Illustrious bunkers all – and it didn’t do them any harm.

Well, those days are gone. Bunking is no longer a creative lark, it’s a financial doom. Why? The National Curriculum is the only marketable knowledge. It’s got tots by lock, stock and module. And the grim paradox is – the worse it gets, the more they want to bunk it, the more it is their doom. 

Take Rosie in the 10th year. She has talent, flair and imagination. Everything seems to be moving along nicely, until September. Suddenly she’s sitting at the back, pretty vacant and weeping. Then she starts to bunk. Panic. There are some lethal distractions out there. 

The school is quick on her case and summons her parents. They sit distressed and guilty, with scrunched frowns, puffed eyes and whitened knuckles. Rosie storms out, burning many bridges.

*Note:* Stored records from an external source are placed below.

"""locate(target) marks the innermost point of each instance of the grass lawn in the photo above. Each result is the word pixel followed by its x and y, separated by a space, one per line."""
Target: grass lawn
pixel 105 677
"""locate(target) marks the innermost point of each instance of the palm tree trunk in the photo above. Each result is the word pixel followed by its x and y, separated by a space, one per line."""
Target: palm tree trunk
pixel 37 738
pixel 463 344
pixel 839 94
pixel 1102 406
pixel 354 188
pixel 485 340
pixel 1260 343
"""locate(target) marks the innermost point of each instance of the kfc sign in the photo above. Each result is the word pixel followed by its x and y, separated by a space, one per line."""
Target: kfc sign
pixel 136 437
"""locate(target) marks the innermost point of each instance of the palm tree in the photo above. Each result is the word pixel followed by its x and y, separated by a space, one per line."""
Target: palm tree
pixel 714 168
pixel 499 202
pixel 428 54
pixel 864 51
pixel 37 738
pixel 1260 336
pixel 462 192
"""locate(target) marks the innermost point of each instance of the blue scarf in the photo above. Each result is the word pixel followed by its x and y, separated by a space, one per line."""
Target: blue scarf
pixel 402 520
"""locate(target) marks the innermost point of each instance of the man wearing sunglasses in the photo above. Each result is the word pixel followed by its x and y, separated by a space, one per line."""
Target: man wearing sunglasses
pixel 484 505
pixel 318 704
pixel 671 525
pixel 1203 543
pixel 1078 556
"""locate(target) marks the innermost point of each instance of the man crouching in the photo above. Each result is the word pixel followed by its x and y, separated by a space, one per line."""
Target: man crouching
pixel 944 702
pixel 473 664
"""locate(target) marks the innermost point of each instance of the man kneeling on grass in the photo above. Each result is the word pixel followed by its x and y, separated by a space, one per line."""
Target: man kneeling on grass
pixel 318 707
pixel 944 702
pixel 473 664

What’s gone wrong? It’s easy to rehearse the clichés. Hormones, rubbish sexism, social networks, crisps, insufficient boundaries or simply being 15, another middle class child in the moronic inferno. 

Whatever. School is no longer a nice place, most teachers bore her and that curriculum is a killjoy prison. So she displays the classic symptoms. She quits piano lessons and the Christmas pantomime and starts smoking and cursing her mother and hanging with bad boys in flats listening to the likes of Tupac Shakur. What’s to do? Most schools are pretty good on the pastorals. Not Rosie’s. Management have the modish Zero Tolerance – bunkers bugger up the stats.

Will I talk to her? I’m not sure. I’ve got previous. I too bunked. I preferred the Shangri Las in Mac’s café to the Gallic Wars in Latin lessons. My own daughter also bunked. She was a walking migraine and disowned me and once took elephant tranquilisers and pretended to be a helicopter in mathematics. It did nothing for the numeracy. I too panicked and felt guilty and did a lot of shouting. Daughter did a lot of yawning. The truancy did end, but not because of my attentions. 

I used to think a bit of bunking could be romantic. Cavalier even. No more. Not in these Roundhead times. John Lennon would have failed all ends up today. Too much talent, flair and imagination – like Rosie. My only advice to her will be just to shut up and suck it up and survive.